Continuando con el caso Lagarde y la postura del FMI, como en economía y política no hay casualidades, conviene recordar que la ONU, en una de sus conferencias para la prevención del crimen, celebrada en El Cairo, denunció que “la penetración de las mafias en la economía ha sido facilitada por los programas de ajuste estructural (léase recortes sociales y rebajas salariales) que los países endeudados se han visto obligados a aceptar para poder recibir préstamos del Fondo Monetario Internacional”. A la postre, la economía mafiosa criminal está íntimamente ligada a la legal a través de la enorme industria del blanqueo de dinero sucio y negro. Según la ONU, la abundante actividad financiera especulativa del crimen organizado ha contribuido innegablemente a la aparición de crisis financieras y económicas en las últimas décadas.

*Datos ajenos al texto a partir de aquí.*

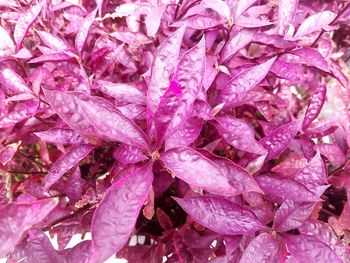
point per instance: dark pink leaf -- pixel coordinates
(315, 105)
(17, 218)
(315, 23)
(83, 32)
(291, 215)
(263, 248)
(54, 42)
(279, 139)
(122, 92)
(7, 153)
(7, 47)
(111, 123)
(314, 174)
(280, 188)
(242, 6)
(184, 135)
(286, 12)
(163, 67)
(306, 248)
(196, 170)
(71, 158)
(332, 152)
(233, 92)
(311, 57)
(24, 22)
(237, 177)
(12, 81)
(128, 154)
(122, 203)
(221, 215)
(69, 111)
(239, 134)
(237, 42)
(177, 102)
(60, 136)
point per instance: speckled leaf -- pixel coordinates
(237, 42)
(17, 218)
(286, 13)
(332, 152)
(164, 63)
(72, 157)
(54, 42)
(305, 248)
(291, 215)
(13, 82)
(128, 154)
(69, 111)
(196, 170)
(279, 139)
(233, 92)
(315, 105)
(280, 188)
(7, 47)
(237, 177)
(24, 22)
(315, 23)
(60, 136)
(184, 135)
(122, 92)
(311, 57)
(83, 32)
(313, 174)
(177, 102)
(221, 215)
(262, 249)
(239, 134)
(122, 203)
(242, 6)
(110, 122)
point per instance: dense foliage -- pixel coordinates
(217, 130)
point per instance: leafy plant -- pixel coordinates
(217, 130)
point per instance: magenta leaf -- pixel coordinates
(17, 218)
(239, 134)
(71, 158)
(286, 12)
(235, 90)
(60, 136)
(24, 22)
(128, 154)
(122, 92)
(314, 174)
(196, 170)
(122, 202)
(315, 106)
(237, 42)
(279, 139)
(332, 152)
(305, 248)
(237, 177)
(111, 123)
(185, 134)
(163, 67)
(291, 215)
(263, 248)
(315, 23)
(83, 32)
(280, 188)
(12, 81)
(221, 215)
(177, 102)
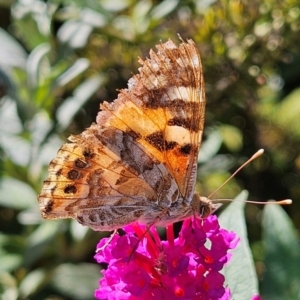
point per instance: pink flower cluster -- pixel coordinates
(142, 266)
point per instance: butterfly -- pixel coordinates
(138, 162)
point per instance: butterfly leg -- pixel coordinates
(108, 241)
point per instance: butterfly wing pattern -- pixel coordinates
(138, 162)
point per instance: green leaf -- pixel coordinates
(34, 64)
(282, 255)
(12, 53)
(240, 272)
(39, 240)
(85, 276)
(31, 282)
(16, 194)
(8, 287)
(77, 68)
(66, 112)
(163, 9)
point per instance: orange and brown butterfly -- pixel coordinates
(138, 162)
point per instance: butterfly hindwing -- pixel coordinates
(141, 156)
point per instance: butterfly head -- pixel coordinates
(204, 206)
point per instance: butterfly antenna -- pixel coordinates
(254, 156)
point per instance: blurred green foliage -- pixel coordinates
(60, 59)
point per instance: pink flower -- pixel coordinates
(142, 266)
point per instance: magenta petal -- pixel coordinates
(136, 280)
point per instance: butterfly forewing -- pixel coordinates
(140, 158)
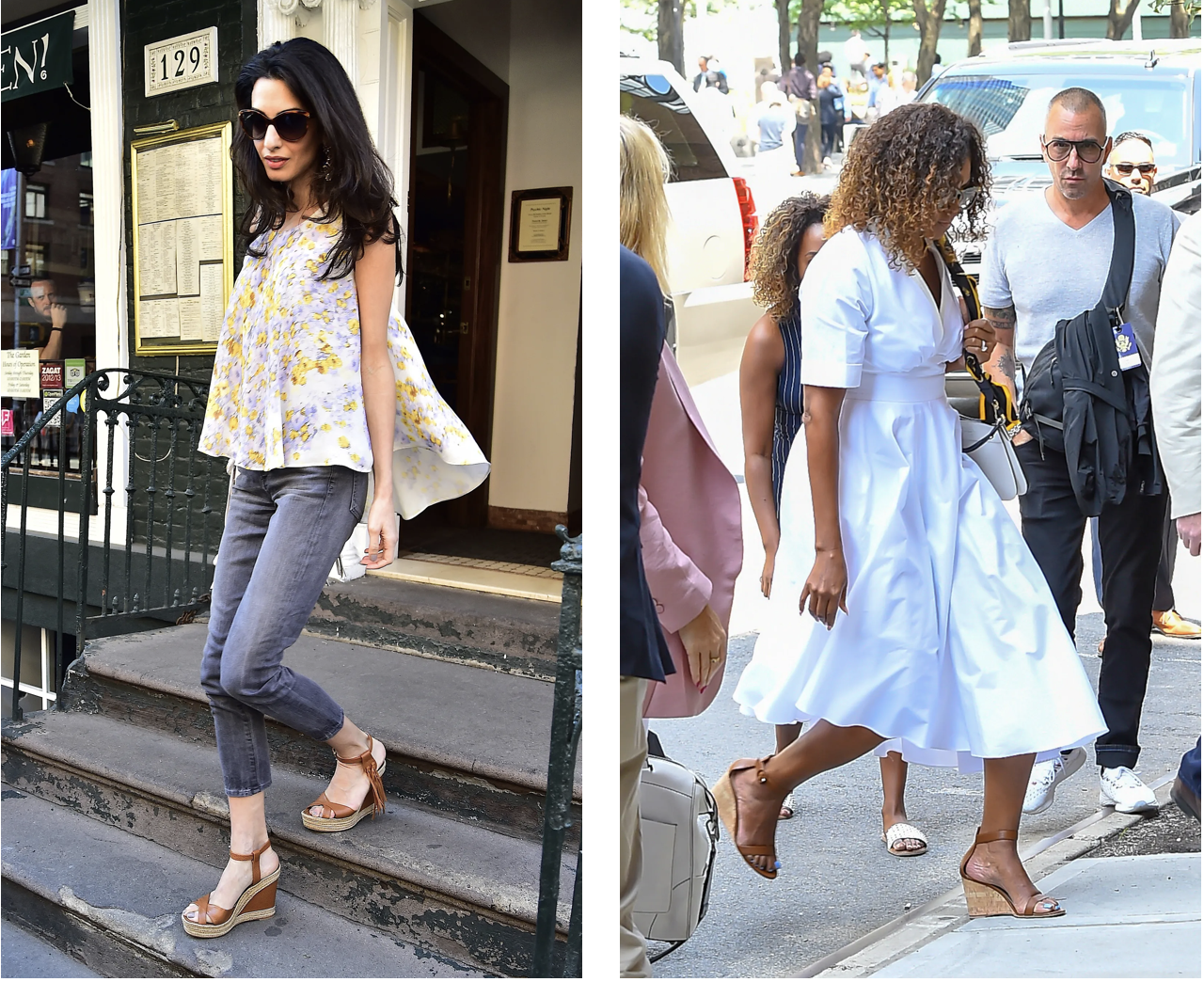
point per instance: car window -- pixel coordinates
(1011, 110)
(653, 100)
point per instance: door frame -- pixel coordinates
(489, 95)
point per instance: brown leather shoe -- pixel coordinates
(1169, 623)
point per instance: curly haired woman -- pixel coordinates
(772, 414)
(929, 623)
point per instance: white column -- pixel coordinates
(108, 203)
(274, 25)
(341, 22)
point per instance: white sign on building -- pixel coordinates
(181, 63)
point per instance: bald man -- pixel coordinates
(1131, 163)
(1046, 261)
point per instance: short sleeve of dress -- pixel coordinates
(834, 306)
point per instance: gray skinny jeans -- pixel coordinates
(283, 531)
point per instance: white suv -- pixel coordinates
(714, 219)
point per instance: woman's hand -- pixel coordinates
(979, 339)
(770, 554)
(705, 646)
(382, 533)
(825, 587)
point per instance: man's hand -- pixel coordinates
(1189, 529)
(705, 646)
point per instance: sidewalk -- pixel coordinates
(1127, 917)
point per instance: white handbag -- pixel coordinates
(348, 567)
(990, 447)
(679, 831)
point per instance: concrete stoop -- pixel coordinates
(112, 900)
(448, 875)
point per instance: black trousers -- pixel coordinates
(1131, 546)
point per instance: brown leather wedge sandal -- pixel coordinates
(257, 903)
(725, 800)
(989, 900)
(341, 817)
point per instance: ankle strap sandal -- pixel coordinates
(990, 900)
(336, 817)
(257, 903)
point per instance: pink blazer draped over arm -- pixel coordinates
(689, 531)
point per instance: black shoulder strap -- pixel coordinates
(1120, 274)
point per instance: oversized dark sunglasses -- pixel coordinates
(1127, 168)
(1060, 150)
(291, 124)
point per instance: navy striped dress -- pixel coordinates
(787, 416)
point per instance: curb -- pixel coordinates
(920, 927)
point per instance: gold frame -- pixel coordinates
(226, 132)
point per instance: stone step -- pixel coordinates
(454, 888)
(484, 629)
(467, 743)
(112, 900)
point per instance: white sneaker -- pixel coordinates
(1121, 788)
(1048, 775)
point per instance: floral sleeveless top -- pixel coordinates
(287, 388)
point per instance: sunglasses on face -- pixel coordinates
(1127, 168)
(291, 125)
(1060, 150)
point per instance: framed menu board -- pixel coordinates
(183, 238)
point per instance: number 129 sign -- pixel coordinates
(183, 61)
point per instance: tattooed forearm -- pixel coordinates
(1002, 318)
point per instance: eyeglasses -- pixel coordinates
(291, 125)
(1060, 150)
(1127, 168)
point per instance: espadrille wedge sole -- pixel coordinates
(257, 903)
(336, 817)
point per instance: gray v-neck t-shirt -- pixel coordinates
(1052, 272)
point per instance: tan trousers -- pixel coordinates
(632, 754)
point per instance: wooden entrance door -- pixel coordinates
(456, 167)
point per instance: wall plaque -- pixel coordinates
(180, 63)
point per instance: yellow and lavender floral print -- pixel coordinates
(287, 388)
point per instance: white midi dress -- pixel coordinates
(953, 647)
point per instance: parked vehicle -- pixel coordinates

El mecanismo es conocido. FMI, y Baco Mundial, entre otras entidades internacionales, imponen una austeridad implacable a los países en crisis. Las medidas provocan el cierre de empresas, recortes masivos de plantillas y desempleo en aumento. Y crece la economía sumergida, campo abonado para la economía criminal, cuyos beneficios vuelve a blanquear especulando en bolsas, mercados de capitales y banca en la sombra. Hasta la próxima crisis.

El emperramiento capitalista neoliberal se explica por talantes como los retratados por John Huston en el filme Cayo Largo. En un hotel de Florida coinciden un oficial, que regresa de Europa tras la guerra mundial, y Johnny Rocco, gánster deportado que ha vuelto a Estados Unidos clandestinamente. El soldado pregunta de modo retórico, “¿qué quiere Rocco?” Y él mismo se responde: “Quiere más”. Rocco lo confirma: “Eso es, quiero más”. El oficial pregunta de nuevo: “¿Tendrá Rocco bastante alguna vez?” Y es Rocco quien contesta: “Nunca tengo bastante. Nunca”.

Así es el capitalismo. Nunca tiene bastante. Y se pasan por el forro lo que haga falta en aras de sus ganancias, incluida la justicia. Hay que revertir la situación. Y que los y las Lagarde de este tiempo rindan cuentas y reparen.